Steve Walker (born January 12, 1973) is a Canadian ice hockey coach and former professional ice hockey player. He is currently serving as head coach of EC KAC in Austria.

Playing career 
Born in Collingwood, Ontario, Walker played junior hockey for the Stayner Siskins, Owen Sound Platers and the Barrie Colts before turning pro in 1993, playing nine games for the ECHL's Wheeling Thunderbirds. Walker then spent two seasons in the Colonial Hockey League with the Muskegon Fury, scoring 43 goals and 57 assists for 100 points in the 1995-96 season. He split the 1996-97 season in the Colonial Hockey League with the Flint Generals, the American Hockey League for the Rochester Americans and the International Hockey League with the Detroit Vipers where he would spend another three seasons.

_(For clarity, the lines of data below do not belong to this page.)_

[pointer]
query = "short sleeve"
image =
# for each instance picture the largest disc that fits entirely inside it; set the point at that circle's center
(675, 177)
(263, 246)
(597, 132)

In 2000, Walker joined Eisbären Berlin, a member of the Deutsche Eishockey Liga in Germany and remained with the team until 2011. He made 593 DEL appearances for the Eisbären team, tallying 213 goals and 379 assists. He captured five German championship titles with Berlin and had his jersey retired on December 26, 2014.

Coaching career
From January 2013 to 2015, he served as head coach of the Stayner Siskins, a member of the Georgian Mid-Ontario Junior C Hockey League.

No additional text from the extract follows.